Alors qu’est-ce que la culture du viol ? S’il y a des questions sur la définition du concept, elles sont forcement légitimes. Dans une tribune publiée sur France tv info le 13 août, afin de préciser leur pensée, les militantes de Femmes solidaires déclaraient : « Beaucoup d’internautes nous interrogent sur la culture du viol, certain.e.s allant jusqu’à nier sa réalité. Il existe indéniablement une culture du viol dans notre société. Nous sommes imprégné.e.s depuis notre enfance par l’idée que les femmes sont offertes, qu’il n’est pas
nécessaire d’obtenir leur consentement pour quoi que ce soit et notamment des relations sexuelles. Les violences faites aux femmes, dont le viol, ne sont pas des faits divers mais des faits de société qui s’inscrivent dans un continuum. Les violences sont rendues possibles et parfois socialement acceptables car elles sont précédées de discriminations envers les femmes, elles-mêmes permises par des stéréotypes encore très présents (…). Avec cette campagne #GenerationNonSexiste nous avons la même ambition : faire disparaître les stigmates d’une société qui encourage les hommes à être des prédateurs virils et les filles des objets consommables. Nous avons les un.e.s et les autres une autre vie à vivre, une vie d’égalité, libérée des carcans du patriarcat et du sexisme. »
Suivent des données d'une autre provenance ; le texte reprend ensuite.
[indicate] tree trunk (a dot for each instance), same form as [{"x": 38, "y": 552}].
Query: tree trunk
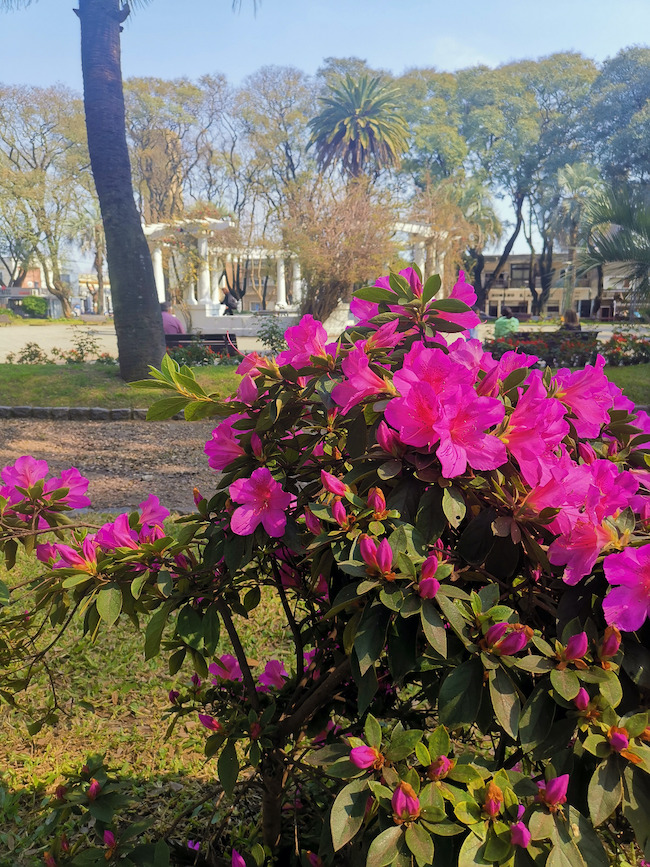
[
  {"x": 138, "y": 321},
  {"x": 490, "y": 278}
]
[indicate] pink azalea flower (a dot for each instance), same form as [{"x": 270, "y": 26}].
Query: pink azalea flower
[
  {"x": 553, "y": 792},
  {"x": 263, "y": 502},
  {"x": 463, "y": 437},
  {"x": 535, "y": 430},
  {"x": 361, "y": 381},
  {"x": 366, "y": 757},
  {"x": 274, "y": 675},
  {"x": 579, "y": 549},
  {"x": 224, "y": 446},
  {"x": 332, "y": 484},
  {"x": 307, "y": 338},
  {"x": 210, "y": 722},
  {"x": 627, "y": 605},
  {"x": 237, "y": 860},
  {"x": 586, "y": 393}
]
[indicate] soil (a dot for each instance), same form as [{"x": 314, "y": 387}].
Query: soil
[{"x": 125, "y": 461}]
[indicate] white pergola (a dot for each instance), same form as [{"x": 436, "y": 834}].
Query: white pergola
[{"x": 208, "y": 288}]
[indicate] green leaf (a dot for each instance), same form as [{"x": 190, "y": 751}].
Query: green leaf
[
  {"x": 372, "y": 731},
  {"x": 431, "y": 287},
  {"x": 154, "y": 631},
  {"x": 228, "y": 768},
  {"x": 453, "y": 505},
  {"x": 505, "y": 701},
  {"x": 189, "y": 627},
  {"x": 402, "y": 744},
  {"x": 434, "y": 628},
  {"x": 536, "y": 718},
  {"x": 371, "y": 635},
  {"x": 348, "y": 811},
  {"x": 166, "y": 407},
  {"x": 565, "y": 683},
  {"x": 420, "y": 844},
  {"x": 605, "y": 790},
  {"x": 383, "y": 848},
  {"x": 460, "y": 695},
  {"x": 109, "y": 603}
]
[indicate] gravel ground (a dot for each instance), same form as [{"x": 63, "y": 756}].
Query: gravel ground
[{"x": 125, "y": 461}]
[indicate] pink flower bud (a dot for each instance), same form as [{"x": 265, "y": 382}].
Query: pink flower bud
[
  {"x": 493, "y": 800},
  {"x": 368, "y": 550},
  {"x": 210, "y": 722},
  {"x": 581, "y": 701},
  {"x": 406, "y": 806},
  {"x": 366, "y": 757},
  {"x": 237, "y": 860},
  {"x": 384, "y": 557},
  {"x": 439, "y": 768},
  {"x": 576, "y": 647},
  {"x": 611, "y": 643},
  {"x": 618, "y": 739},
  {"x": 256, "y": 445},
  {"x": 377, "y": 502},
  {"x": 332, "y": 484},
  {"x": 340, "y": 515},
  {"x": 428, "y": 587},
  {"x": 312, "y": 523},
  {"x": 553, "y": 792},
  {"x": 520, "y": 835}
]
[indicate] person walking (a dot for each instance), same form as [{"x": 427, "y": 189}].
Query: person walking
[{"x": 505, "y": 324}]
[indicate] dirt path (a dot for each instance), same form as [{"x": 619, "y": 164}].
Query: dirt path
[{"x": 125, "y": 461}]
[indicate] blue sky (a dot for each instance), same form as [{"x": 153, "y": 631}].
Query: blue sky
[{"x": 172, "y": 38}]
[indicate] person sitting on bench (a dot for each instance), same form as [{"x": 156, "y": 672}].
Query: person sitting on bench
[{"x": 171, "y": 324}]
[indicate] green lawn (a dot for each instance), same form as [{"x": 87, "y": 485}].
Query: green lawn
[
  {"x": 113, "y": 703},
  {"x": 92, "y": 385}
]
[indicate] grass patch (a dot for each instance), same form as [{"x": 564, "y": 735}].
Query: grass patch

Déconstruire, c’est possible

La culture du viol existe bel et bien dans notre société comme la culture du tabagisme et la culture du racisme ont existé de façon banalisée. Les héros masculins dans les films et séries, les actrices incarnant des femmes libres, les journalistes ou encore les personnages de bandes dessinées arboraient fièrement… une cigarette il y a encore quelques années. Ainsi, des générations d’enfants ont intériorisé que pour être un homme viril ou une femme libre, une personne importante, il fallait fumer. Heureusement, des politiques vigilantes de santé publique ont fait cesser cela. Il en a été de même pour le racisme. Combien de publicités vantant une célèbre marque de chocolat en poudre avec un tirailleur sénégalais, combien de Tintin au Congo, de Robinson Crusoé avons-nous eu à dénoncer pour qu’enfin le racisme soit reconnu comme un délit ? Culture du viol, du tabagisme ou du racisme : les mécanismes de banalisation sont les mêmes.

Insultes à volonté

La campagne a vu se déchaîner des flots d’insultes, de propos grossiers envers les militantes de l’association avec des effets de meute sur internet allant jusqu’à des menaces, principalement de militants masculinistes, qui ont provoqué la fermeture temporaire de la page Facebook de Femmes solidaires pour diffusion de contenu pornographique. Certains d’entre eux continuent à arborer des incitations à la haine des femmes et des portraits d’Hitler sur leur page, prouvant une fois de plus que nous sommes bien au centre d’un débat de société et qu’il ne s’agit pas de querelles anecdotiques. Pour ces mêmes réfractaires au changement, Femmes solidaires dénoncerait le sexisme de ces cartes postales par pure jalousie. Les féministes ne seraient pas jolies. Quelle femme ne rêve pas en effet d’être considérée comme un objet sexuel au service des fantasmes masculins ? Combattre ou soutenir ces cartes postales revient à choisir dans quelle société nous souhaitons vivre.

Ce n’est qu’un au revoir

La campagne prend fin avec la fin des vacances et la rentrée des classes, mais dans un communiqué via les réseaux sociaux, les militant.e.s de Femmes solidaires font savoir que si le pari est réussi quant à l’ouverture d’un débat dans notre pays, elles donnent rendez-vous dans quelques semaines aux internautes pour une nouvelles dénonciation des objets sexistes en vente près de chez vous.